Iran’s rial sinks to all-time low of 47,000 to the dollar

Iran’s rial sinks to all-time low of 47,000 to the dollar
Currency traders in Tehran stopped selling or buying the dollar as the rial sank to a new low.
By bne IntelliNews February 6, 2018

The US dollar pushed above the 47,000 to the Iranian rial (IRR) threshold by the end of trade on February 5, gaining more than 1.1% and sending the IRR to an all-time low on the unofficial market, the Tehran Gold and Jewellery Union said.

According to independent trading company Olympic Exchange, by the end of the trading day currency brokers were no longer selling or buying the dollar, in a repeat of previous weeks, as they attempted to cut their losses on the depreciating rial. Meanwhile, the Central Bank of Iran (CBI), showing the scope of the rout, listed the US dollar at IRR36,949 on the official exchange mechanism, a rate unchanged since February 1.

Iran’s torrid relations with the Trump administration, the threat that the deteriorating relationship with the US poses to the nuclear deal which protects Tehran from crippling economic sanctions and the social unrest sparked at the turn of the year by economic hardship may all be weighing on the rial.

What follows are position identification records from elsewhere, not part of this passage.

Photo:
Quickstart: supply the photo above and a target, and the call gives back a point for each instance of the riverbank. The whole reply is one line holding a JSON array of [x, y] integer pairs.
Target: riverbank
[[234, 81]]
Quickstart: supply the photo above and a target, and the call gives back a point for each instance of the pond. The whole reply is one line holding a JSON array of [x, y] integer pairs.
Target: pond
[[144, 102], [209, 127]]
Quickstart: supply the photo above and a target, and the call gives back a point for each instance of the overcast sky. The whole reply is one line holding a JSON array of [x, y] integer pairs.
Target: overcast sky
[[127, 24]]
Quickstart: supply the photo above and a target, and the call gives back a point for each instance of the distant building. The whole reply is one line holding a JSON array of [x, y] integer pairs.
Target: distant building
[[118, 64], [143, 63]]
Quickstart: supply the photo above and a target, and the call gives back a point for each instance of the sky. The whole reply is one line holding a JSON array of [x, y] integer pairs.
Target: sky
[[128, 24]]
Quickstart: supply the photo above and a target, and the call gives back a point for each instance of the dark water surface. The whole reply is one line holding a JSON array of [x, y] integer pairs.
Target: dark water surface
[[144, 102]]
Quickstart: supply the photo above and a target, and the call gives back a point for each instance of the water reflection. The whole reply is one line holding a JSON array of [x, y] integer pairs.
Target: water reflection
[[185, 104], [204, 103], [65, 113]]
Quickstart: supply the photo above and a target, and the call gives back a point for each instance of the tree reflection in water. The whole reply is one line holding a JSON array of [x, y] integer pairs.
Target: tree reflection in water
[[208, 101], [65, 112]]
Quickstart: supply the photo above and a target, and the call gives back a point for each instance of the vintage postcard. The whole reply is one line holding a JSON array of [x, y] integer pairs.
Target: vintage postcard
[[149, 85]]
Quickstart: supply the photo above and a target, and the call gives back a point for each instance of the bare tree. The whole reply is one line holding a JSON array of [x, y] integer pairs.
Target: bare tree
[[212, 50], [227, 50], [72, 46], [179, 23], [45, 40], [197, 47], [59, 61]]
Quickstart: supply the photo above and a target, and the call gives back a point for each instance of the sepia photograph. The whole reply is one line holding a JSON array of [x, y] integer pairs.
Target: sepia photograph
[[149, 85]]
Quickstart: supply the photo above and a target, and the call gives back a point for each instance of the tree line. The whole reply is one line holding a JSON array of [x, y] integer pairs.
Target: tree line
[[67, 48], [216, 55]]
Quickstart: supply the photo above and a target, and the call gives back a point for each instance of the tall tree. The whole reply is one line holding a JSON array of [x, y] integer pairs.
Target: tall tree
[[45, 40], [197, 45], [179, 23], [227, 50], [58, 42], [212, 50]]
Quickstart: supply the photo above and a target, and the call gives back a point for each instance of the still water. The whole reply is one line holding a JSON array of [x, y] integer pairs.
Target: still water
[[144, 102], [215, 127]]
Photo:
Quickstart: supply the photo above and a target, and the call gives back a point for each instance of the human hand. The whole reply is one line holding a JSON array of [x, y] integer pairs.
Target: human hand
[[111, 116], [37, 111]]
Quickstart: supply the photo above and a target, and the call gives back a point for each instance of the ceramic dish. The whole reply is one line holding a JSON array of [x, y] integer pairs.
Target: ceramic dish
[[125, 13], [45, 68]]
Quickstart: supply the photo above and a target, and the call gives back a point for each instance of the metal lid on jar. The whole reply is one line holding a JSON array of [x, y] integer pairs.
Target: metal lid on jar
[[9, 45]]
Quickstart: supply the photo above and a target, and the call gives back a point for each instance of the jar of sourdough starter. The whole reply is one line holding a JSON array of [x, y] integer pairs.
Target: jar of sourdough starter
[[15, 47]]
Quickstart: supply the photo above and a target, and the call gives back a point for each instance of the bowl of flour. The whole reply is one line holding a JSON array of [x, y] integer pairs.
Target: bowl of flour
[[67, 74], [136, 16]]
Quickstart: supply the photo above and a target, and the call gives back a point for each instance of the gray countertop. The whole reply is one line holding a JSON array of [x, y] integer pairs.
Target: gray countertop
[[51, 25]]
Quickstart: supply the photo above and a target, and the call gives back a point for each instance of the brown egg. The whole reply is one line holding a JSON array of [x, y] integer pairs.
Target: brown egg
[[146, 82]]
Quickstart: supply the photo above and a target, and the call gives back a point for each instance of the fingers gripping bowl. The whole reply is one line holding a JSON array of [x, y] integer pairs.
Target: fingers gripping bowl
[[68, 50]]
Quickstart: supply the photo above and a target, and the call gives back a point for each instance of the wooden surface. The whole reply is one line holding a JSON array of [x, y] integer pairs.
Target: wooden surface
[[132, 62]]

The euro gained more than 1% on February 5 to be traded at IRR60,000, while the pound sterling was purchased by black market sellers at above IRR67,000, up less than a full percentage point.

Tehran gold traders, who often track the rate of the dollar, have also seen significant gains in their business. One Iranian Bahar Azadi sovereign gold coin sold for IRR14,850,000, moving it up 2.3% over the past seven days.

Iran currently holds more than $132bn in foreign cash reserves and $600mn in gold, local media reported on January 23. With ample reserves of foreign currency in the CBI’s vault, the implication is that people should have nothing to worry about regarding the rial’s stability. Indeed, data in the Central Intelligence Agency’s (CIA) December 2017 factbook edition can be said to back up that point. Iran has higher currency reserves than more than 156 other countries around the world including Norway, Australia and Turkey.